The researchers designed an in vitro co-culture system and an in vivo co-culture system. Based on these systems, they discovered that breast cancer stem cells (BCSCs) inhibit their own capacity through a BSCS-derived secretory system. Using screening, bioluminescence imaging and other methods, they also discovered that DKK1 plays an important role in the cryptosystem. DKK1 was identified as an important molecule that can dynamically reduce the CSC population and subsequently promote breast cancer metastasis.
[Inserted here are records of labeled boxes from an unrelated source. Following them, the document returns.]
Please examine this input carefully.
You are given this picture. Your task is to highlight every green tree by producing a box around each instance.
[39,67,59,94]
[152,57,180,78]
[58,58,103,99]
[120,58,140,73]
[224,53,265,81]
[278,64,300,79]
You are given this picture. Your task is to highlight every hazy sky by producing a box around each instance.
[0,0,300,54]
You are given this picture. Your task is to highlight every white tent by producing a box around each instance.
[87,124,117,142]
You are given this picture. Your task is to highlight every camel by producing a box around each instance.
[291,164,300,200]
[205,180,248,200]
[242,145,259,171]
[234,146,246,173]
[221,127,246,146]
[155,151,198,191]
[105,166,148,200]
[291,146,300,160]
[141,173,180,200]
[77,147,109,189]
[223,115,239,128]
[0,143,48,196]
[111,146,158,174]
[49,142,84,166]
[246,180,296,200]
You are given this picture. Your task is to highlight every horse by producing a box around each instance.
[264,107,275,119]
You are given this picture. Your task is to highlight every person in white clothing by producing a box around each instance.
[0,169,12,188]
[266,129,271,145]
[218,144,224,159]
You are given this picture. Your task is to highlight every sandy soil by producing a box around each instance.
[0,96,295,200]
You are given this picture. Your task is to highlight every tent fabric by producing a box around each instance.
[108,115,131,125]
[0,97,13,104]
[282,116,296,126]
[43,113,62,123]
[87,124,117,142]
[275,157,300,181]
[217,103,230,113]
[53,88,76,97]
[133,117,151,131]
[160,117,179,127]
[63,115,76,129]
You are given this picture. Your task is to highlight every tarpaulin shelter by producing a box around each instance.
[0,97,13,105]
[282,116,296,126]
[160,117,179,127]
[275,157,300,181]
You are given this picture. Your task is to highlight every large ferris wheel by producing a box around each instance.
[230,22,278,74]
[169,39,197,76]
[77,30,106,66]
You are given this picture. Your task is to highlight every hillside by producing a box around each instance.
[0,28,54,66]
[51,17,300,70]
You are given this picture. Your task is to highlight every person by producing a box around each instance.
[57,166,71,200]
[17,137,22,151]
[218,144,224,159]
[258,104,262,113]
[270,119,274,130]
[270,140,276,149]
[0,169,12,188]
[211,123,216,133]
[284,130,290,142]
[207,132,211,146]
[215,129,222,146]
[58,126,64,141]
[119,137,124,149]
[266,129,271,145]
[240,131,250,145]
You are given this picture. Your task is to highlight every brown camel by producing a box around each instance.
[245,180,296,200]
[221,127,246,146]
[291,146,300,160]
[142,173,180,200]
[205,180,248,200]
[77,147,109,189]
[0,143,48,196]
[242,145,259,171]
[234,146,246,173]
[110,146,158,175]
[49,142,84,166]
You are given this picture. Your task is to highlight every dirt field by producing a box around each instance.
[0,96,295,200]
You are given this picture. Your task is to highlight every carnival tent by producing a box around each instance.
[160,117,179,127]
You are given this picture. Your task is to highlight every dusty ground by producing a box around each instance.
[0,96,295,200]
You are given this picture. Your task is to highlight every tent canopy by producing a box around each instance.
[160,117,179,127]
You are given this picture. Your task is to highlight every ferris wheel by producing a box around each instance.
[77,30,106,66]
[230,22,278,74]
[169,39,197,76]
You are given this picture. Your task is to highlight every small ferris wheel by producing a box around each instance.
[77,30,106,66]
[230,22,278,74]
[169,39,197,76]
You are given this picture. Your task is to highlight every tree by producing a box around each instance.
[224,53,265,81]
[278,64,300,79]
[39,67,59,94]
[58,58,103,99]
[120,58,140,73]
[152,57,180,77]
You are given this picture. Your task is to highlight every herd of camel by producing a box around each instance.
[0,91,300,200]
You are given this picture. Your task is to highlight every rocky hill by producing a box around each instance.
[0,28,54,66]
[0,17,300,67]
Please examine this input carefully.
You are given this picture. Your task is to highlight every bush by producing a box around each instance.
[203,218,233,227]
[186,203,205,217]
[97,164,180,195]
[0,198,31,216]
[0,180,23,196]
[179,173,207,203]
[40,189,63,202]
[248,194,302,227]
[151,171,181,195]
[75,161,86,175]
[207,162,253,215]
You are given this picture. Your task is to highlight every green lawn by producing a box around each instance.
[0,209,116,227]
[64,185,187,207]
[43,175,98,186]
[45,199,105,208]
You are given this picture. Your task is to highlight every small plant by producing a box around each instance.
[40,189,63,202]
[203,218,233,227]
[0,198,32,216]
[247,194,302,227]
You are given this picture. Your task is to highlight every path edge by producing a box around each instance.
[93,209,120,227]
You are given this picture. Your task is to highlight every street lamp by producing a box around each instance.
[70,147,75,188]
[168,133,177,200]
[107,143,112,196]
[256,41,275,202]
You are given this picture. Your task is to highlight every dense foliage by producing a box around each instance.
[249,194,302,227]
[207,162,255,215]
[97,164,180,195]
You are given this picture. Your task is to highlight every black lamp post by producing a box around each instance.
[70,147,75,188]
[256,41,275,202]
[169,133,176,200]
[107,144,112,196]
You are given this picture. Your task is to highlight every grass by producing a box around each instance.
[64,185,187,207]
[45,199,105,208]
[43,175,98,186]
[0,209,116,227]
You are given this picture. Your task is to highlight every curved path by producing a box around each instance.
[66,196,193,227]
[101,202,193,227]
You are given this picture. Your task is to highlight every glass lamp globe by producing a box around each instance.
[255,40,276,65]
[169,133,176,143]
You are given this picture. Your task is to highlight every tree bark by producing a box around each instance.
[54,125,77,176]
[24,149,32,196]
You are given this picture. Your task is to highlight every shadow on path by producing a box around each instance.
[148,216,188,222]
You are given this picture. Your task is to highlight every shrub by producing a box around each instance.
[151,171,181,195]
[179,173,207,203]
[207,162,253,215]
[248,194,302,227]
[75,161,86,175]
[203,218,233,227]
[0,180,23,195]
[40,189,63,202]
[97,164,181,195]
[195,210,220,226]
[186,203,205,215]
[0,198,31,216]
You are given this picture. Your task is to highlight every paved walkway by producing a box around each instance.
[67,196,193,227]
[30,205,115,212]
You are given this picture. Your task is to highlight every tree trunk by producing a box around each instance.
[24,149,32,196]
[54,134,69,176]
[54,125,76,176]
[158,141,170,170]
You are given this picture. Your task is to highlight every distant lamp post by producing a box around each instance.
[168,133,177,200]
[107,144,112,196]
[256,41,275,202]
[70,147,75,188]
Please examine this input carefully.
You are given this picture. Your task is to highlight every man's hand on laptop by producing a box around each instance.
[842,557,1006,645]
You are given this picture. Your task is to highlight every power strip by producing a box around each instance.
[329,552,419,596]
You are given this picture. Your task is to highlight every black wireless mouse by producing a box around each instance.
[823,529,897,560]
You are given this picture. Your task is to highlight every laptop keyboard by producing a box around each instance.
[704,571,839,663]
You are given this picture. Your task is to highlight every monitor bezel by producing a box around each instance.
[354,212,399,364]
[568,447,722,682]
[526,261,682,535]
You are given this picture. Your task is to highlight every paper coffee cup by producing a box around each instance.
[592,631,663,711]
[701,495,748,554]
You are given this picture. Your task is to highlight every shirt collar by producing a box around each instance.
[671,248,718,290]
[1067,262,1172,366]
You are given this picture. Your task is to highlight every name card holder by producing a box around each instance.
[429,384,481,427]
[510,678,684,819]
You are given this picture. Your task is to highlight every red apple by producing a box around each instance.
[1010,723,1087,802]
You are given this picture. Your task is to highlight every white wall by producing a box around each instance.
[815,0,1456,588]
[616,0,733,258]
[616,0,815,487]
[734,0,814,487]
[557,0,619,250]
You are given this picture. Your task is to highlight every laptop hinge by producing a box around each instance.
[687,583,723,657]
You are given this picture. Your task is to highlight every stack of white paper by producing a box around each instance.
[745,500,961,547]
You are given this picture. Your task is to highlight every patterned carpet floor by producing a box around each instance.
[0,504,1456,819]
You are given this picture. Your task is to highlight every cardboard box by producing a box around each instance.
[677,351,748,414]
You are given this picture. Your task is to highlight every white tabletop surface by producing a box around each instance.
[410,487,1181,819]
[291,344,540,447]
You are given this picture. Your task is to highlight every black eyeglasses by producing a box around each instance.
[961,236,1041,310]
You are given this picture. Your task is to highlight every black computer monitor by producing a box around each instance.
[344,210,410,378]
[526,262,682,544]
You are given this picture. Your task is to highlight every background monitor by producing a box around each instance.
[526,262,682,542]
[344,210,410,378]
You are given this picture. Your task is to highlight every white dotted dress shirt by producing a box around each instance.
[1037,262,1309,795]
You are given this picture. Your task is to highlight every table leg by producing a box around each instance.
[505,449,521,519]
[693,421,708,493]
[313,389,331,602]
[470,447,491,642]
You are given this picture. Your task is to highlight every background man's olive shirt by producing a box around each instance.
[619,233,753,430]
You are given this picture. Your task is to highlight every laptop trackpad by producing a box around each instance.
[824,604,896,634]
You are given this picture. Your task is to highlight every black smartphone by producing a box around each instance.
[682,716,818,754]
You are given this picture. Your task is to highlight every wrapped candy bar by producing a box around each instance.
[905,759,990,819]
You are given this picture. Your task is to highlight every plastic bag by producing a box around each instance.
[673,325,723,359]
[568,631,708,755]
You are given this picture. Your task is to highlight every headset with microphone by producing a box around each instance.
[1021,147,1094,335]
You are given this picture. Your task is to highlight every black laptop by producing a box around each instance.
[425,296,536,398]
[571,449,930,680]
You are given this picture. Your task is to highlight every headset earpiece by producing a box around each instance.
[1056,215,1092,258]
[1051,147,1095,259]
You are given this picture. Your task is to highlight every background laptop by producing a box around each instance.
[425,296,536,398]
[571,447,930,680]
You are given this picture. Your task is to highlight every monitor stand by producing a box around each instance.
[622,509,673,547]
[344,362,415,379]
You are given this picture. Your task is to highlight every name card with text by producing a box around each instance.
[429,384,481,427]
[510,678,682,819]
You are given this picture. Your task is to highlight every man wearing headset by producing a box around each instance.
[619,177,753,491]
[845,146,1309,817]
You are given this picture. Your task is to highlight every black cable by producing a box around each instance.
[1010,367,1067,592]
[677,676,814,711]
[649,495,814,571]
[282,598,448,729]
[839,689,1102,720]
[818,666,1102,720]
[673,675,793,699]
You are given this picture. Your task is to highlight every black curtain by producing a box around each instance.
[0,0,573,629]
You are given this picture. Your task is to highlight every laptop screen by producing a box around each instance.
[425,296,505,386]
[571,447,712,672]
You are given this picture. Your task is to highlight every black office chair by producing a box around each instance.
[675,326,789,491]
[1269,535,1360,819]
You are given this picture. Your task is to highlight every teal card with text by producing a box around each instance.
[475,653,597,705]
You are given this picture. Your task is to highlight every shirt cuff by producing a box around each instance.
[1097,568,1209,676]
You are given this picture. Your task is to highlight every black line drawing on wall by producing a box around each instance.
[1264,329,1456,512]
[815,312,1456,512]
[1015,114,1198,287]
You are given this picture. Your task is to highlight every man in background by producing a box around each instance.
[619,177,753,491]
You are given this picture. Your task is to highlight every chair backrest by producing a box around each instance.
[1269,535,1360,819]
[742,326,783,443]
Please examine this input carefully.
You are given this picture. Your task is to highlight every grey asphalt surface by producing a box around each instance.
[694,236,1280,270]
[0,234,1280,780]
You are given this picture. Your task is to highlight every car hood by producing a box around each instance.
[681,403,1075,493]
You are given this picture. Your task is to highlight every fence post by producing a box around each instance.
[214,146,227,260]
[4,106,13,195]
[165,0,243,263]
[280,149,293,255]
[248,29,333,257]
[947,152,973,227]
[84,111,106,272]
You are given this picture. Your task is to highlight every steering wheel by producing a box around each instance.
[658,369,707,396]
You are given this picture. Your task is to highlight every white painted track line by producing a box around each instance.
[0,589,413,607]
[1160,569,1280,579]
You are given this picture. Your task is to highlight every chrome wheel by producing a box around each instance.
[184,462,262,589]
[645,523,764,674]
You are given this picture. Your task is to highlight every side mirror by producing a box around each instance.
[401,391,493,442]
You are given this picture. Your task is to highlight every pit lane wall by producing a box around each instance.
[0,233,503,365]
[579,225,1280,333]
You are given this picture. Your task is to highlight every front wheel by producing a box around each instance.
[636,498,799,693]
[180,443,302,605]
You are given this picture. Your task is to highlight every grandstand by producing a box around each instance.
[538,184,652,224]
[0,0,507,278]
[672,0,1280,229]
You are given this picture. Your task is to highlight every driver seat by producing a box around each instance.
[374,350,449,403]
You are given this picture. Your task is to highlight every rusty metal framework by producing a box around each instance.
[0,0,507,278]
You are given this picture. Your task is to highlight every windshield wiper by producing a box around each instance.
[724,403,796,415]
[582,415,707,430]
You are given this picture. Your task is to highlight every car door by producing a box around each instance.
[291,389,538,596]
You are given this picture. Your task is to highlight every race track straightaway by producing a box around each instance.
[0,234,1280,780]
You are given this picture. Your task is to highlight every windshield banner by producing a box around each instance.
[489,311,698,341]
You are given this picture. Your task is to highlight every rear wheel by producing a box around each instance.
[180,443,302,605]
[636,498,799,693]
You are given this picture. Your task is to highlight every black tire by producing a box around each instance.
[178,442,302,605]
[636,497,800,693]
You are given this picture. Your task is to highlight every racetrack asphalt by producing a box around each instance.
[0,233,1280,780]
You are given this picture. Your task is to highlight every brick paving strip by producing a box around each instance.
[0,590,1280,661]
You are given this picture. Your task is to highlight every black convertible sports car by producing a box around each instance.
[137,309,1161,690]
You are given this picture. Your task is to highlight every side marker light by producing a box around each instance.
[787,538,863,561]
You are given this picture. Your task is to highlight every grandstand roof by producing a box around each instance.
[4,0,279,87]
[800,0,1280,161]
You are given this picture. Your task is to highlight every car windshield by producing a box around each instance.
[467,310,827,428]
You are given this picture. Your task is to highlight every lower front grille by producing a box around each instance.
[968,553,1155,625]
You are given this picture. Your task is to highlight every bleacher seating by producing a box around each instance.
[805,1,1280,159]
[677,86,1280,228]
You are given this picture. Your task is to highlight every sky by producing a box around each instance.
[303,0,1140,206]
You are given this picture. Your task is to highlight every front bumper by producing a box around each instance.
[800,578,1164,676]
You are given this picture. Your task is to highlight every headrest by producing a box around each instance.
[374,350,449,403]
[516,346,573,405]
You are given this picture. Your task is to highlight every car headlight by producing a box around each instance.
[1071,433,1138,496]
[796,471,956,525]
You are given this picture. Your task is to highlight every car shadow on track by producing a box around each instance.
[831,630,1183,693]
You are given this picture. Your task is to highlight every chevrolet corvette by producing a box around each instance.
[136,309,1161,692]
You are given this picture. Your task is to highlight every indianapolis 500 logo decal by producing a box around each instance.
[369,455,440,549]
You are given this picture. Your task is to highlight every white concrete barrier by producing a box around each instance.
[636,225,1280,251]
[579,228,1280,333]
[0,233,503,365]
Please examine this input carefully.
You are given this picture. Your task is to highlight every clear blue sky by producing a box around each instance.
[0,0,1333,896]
Further experiments showed that this autorepression of BCSCs can promote disseminated tumor cells (DTCs), which are mostly inactive after reaching distant sites, out of the state. hibernation and then achieve metastasis. However, a small molecule inhibitor of DKK1 was able to almost completely suppress lung metastasis in multiple BCSC metastasis models.
Ferroptosis, an aberrant cell death, is caused by abnormal metabolism and lipid peroxidation. Compared with primary breast cancer cells, lung metastatic cancer cells are subject to higher oxidative and ferroptotic stress. The researchers revealed that highly invasive CSCs were present in relatively high concentrations in lung metastases, where CSCs were able to secrete DKK1 to repress CSCs. As CSCs are highly susceptible to ferroptosis, CSC-secreted DKK1 protects cells in lung metastases from ferroptosis and thus contributes to increased metastasis.
The findings of this study suggest a role for CSC-regulated phenotypic plasticity in metastatic metastasis, and provide novel therapeutic approaches to effectively inhibit metastasis.